Why the continuing problem
“A lot of physicians feel patients expect to be prescribed an antibiotic when they are seen for what is usually a viral respiratory infection,” said Amesh A. Adalja, MD, FACP, instructor in the division of infectious diseases in the department of medicine at the University of Pittsburgh Medical Center in Pennsylvania. “It’s much easier to write a prescription than to explain you have a virus. It’s a way to avoid patient dissatisfaction.”
Patient dissatisfaction can lead to complaints and poor metrics. Patients also may “doctor shop,” seeking an antibiotic, he said. In addition, it takes time for the doctor to explain the concept to patients and parents.
“For most people it’s something they cannot touch, see or feel; it’s something that happens to others,” Rosenfeld said. “If you tell someone, ‘Don’t use an antibiotic, because we don’t want to breed resistant bacteria,’ it’s not a good selling point, because it’s abstract.”
Additionally, most upper respiratory infections are diagnosed clinically, since most physicians do not have access to rapid tests, offering proof that the infection is viral, Adalja said.
“When those tests are applied, you see improved antibiotic stewardship,” Adalja said. “You have something to stand on, because a lot of time the patient won’t accept the diagnosis.”
Subinoy Das, MD, assistant professor of otolaryngology at The Ohio State University Wexner Medical Center in Columbus, added that liability concerns also affect the decision to write that script. Physicians would rather prescribe and ensure not missing that 1-in-1,000 bacterial case that could be a career-ending decision.
“That’s the big barrier we have in the U.S.,” Das said. “Defensive medicine is a major problem in this country.”
Adalja said that antibiotic prescribing goes down when rapid testing can show the infection is viral. He suggested the need for additional rapid tests for more viral infections.
Researchers are working on some. Das is developing a rapid, protein-based dipstick-type test, similar to a pregnancy test but using a nasal swab, which would guide clinicians treating sinusitis.
Robert Sambursky, MD, co-founder, CEO and executive chairman of Rapid Pathogen Screening in Tampa, has developed a rapid conjunctivitis test and is working on a biomarker test to determine with a drop of blood whether the person has a viral or bacterial infection.
“Not treating patients empirically with antibiotics should impact the resistance problem and lower antibiotic resistance,” Sambursy said.
Luminex in Austin, Texas, produces the xTAG® Respiratory Viral Panel, a molecular test for laboratories, which can simultaneously check from a nasopharyngeal swab for 12 different viruses.
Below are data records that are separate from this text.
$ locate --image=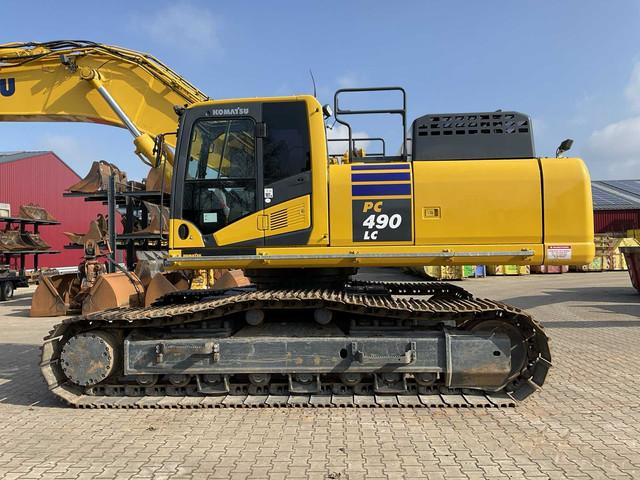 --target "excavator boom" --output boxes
[0,40,208,168]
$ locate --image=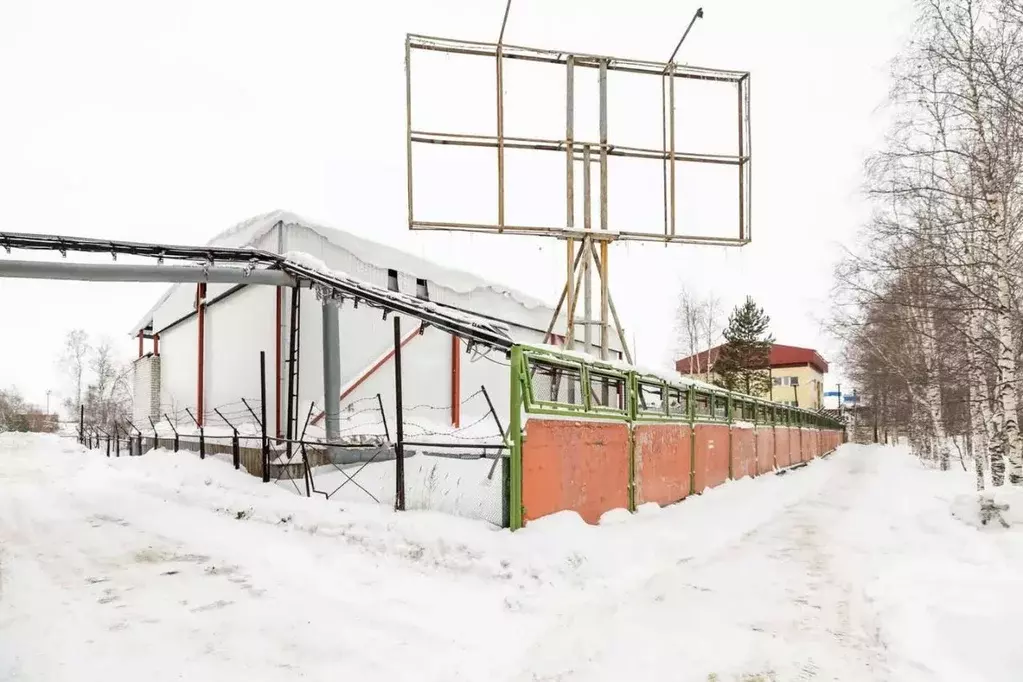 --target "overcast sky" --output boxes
[0,0,911,411]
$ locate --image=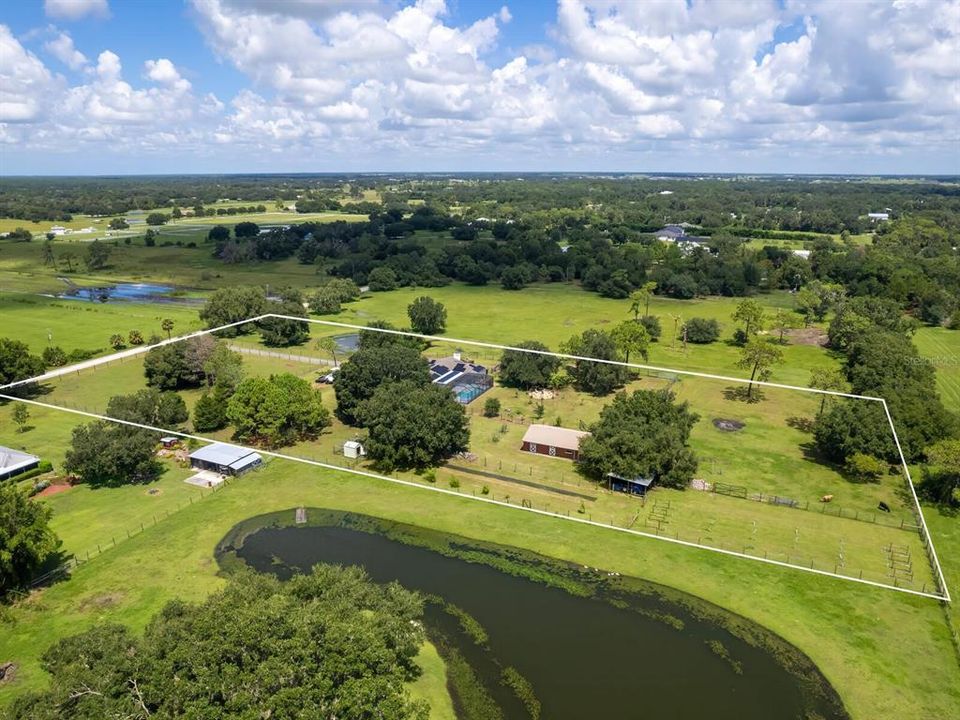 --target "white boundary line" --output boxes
[0,313,951,602]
Scott Johnson, PhD, vice president of the company, said insurers typically cover certain testing, such as flu.
Adalja also posed the idea that insurers could help with stewardship by not covering the antibiotic unless a diagnostic test indicated the need for one. However, he cautioned that the cost of the viral testing might be more in the short-term than the cost of a generic prescription.
Rosenfeld recommended selective use of antibiotics for mild bacterial infections, giving the prescription with instructions not to get it filled for a number of days to provide a chance for the infection to resolve on its own. He reports two-thirds of patients do not fill such scripts.
The second, Canadian paper on shared decision-making showed that the DECISION+2 training tool for physicians, which helped them involve patients in determining whether to take an antibiotic, reduced the use of antibiotics for acute respiratory infections.
“Parent, patient, consumer involvement is mandatory,” Rosenfeld said. “If you explain it the right way and give some background, people are very happy not to use the antibiotic, once they understand the price.”